Had I taken a picture, instead of this beautiful couple signing their marriage license, you might be looking at a selfie of a sad, newly married gal leaving the Georgia Department of Motor Vehicles without a new license because she didn't know the difference between a marriage license and a marriage certificate three years ago.
Simply stated, a marriage license allows you to get married and a marriage certificate is proof that you are married.
Had I known this difference shortly after Bryan and I were married, I would not have spent 4 hours in the trailer that is the Fulton County DMV in the middle of a sizzling southern summer. With the air-conditioning out of order. And with the wrong documentation in hand. I had a copy of our license (meaning we could get married) instead of a certificate (certified proof that we were in fact married).
But no worries! Getting all the correct documentation you need for your big day (and the days to follow) can be easy and you can usually find all the info you need online. Laws to obtaining a marriage license can vary from state to state or county to county, so be sure to get the correct information for the place where you'll actually be getting married. You'll want to know any details that will be helpful or that are particular for where you're getting hitched. For example, currently if you're getting married in Georgia and you complete a qualifying premarital education program (a good idea anyway), your application fee will be waived.

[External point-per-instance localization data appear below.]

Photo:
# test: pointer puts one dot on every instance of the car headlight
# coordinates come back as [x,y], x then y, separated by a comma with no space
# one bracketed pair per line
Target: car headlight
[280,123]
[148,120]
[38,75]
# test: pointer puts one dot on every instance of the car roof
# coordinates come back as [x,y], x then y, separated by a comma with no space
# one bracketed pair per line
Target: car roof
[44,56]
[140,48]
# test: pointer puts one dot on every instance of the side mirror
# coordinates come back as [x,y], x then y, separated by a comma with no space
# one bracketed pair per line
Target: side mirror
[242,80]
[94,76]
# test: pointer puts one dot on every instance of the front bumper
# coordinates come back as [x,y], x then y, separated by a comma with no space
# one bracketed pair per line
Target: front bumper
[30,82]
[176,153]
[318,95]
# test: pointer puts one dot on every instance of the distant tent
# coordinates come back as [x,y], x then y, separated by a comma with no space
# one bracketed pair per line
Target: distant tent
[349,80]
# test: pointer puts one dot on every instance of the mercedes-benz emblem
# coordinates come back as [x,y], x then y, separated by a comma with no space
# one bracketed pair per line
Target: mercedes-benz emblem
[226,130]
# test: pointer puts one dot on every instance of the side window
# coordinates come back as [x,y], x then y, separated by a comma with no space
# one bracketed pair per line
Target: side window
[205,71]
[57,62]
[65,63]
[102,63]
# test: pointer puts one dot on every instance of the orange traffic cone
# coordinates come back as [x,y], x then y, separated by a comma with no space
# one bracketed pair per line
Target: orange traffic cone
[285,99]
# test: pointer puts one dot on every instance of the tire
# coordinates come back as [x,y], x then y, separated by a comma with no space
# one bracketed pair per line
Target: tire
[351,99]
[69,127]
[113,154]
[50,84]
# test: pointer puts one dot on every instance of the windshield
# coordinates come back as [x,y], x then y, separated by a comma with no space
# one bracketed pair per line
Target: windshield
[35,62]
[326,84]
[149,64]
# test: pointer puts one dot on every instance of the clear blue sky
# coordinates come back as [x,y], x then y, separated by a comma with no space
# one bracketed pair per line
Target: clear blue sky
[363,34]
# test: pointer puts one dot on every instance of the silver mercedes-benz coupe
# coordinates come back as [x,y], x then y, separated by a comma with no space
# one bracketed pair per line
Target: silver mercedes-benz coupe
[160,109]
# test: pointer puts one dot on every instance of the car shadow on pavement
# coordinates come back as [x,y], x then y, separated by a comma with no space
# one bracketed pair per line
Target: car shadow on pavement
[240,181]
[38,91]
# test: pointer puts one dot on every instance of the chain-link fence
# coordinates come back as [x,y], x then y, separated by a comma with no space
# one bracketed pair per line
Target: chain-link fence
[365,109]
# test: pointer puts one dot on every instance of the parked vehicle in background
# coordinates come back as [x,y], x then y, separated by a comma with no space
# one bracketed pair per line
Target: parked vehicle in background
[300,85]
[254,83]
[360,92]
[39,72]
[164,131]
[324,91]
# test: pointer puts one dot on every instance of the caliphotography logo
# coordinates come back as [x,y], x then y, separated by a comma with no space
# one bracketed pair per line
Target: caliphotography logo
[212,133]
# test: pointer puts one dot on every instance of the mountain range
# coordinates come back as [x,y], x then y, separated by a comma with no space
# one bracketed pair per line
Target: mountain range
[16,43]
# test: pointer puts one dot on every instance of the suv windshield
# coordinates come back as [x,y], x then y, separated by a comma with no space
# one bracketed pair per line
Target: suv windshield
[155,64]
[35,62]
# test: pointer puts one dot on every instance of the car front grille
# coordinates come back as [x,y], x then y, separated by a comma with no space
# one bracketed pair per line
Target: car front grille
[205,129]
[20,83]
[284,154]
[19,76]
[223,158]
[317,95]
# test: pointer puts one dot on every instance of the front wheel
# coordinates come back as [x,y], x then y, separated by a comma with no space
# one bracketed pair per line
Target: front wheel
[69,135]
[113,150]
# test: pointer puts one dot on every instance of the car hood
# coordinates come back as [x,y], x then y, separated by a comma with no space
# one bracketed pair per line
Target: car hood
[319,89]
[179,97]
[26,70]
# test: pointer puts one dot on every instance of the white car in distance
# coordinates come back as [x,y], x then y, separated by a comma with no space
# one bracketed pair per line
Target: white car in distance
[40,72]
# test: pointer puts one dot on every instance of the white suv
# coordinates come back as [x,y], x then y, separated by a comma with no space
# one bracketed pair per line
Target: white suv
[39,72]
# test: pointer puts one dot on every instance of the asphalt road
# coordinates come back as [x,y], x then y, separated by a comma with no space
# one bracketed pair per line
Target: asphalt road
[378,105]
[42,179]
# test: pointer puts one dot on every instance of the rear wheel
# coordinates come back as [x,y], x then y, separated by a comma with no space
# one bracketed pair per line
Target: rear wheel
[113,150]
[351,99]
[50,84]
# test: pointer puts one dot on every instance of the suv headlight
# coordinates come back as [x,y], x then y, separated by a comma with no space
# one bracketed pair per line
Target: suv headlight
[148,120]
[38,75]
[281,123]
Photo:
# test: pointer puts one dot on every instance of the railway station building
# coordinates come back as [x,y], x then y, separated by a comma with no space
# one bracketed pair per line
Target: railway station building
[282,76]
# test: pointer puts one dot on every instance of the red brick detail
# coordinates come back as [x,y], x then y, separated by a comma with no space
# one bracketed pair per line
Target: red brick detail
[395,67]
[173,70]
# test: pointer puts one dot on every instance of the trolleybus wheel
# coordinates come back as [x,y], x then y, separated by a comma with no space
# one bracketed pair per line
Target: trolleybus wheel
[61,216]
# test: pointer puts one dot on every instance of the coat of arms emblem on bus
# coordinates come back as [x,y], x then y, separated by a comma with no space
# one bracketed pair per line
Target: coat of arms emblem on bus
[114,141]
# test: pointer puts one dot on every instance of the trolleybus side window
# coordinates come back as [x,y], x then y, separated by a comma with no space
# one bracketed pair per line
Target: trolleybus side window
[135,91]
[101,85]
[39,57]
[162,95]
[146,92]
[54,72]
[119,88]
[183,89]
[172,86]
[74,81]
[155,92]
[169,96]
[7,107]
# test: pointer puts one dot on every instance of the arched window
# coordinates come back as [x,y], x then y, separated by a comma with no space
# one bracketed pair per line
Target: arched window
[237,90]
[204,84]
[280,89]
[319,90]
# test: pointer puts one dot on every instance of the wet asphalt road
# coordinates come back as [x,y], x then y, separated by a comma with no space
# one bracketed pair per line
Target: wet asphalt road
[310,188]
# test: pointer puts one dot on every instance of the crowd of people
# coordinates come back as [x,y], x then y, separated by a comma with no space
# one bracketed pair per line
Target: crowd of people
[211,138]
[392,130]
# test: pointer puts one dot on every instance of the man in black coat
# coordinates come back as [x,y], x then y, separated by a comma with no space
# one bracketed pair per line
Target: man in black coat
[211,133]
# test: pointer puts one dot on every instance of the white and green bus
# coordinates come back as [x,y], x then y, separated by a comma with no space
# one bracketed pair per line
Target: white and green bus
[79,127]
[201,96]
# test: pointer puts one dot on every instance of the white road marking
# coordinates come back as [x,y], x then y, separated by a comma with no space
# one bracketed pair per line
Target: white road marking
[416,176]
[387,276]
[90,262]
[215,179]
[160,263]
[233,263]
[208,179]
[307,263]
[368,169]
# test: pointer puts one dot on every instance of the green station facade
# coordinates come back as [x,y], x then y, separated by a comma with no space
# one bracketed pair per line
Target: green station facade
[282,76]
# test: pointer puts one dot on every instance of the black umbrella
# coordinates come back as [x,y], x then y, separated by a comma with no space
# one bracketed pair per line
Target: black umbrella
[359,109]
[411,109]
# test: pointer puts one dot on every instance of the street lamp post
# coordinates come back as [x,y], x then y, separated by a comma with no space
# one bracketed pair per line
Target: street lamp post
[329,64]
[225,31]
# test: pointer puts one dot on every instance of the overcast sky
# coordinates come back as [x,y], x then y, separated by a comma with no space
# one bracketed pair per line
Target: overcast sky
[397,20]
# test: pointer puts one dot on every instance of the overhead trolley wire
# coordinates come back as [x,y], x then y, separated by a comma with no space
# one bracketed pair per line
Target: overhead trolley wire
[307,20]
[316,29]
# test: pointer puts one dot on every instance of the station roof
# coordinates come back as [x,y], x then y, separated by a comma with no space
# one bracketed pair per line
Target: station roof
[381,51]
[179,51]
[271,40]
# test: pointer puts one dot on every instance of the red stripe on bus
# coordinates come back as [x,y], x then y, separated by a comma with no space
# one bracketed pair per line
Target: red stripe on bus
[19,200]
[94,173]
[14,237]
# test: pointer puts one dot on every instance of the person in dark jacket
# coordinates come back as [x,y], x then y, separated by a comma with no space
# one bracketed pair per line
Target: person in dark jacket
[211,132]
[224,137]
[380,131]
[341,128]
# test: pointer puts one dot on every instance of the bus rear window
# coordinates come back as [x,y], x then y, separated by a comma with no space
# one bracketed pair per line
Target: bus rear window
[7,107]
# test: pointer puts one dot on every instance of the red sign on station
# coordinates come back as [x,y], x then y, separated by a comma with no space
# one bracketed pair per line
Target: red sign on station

If you're saying your vows in Georgia, HERE is a good place to start looking for information on obtaining a marriage license.
A few things you'll want to find out:
- Where do you apply for your marriage license?
- What documents do you need to bring with you in order to get a marriage license?
- How long is your marriage license valid for?
- Is there a waiting period to obtain a marriage license?
- Is a blood test required to obtain a marriage license?
- What does it cost and how can you pay for your marriage license?
If you're not planning to have a signing ceremony of any kind on your wedding day, it is a good idea to go ahead and provide your officiant with your marriage license beforehand so you don't have to worry about it on your wedding day. Whoever presides over your ceremony is responsible for signing and sending the license back to the place of issuance.
When applying for your license, go ahead and look into having a couple copies of your marriage certificate mailed to you after the wedding. After you receive your marriage certificate, you can start the name change process. This is a whole post by itself!
Expect to see a very helpful Tuesday Tip in the near future covering the timeline, cost and details involved in changing your last name. But, first things first...get your license to wed!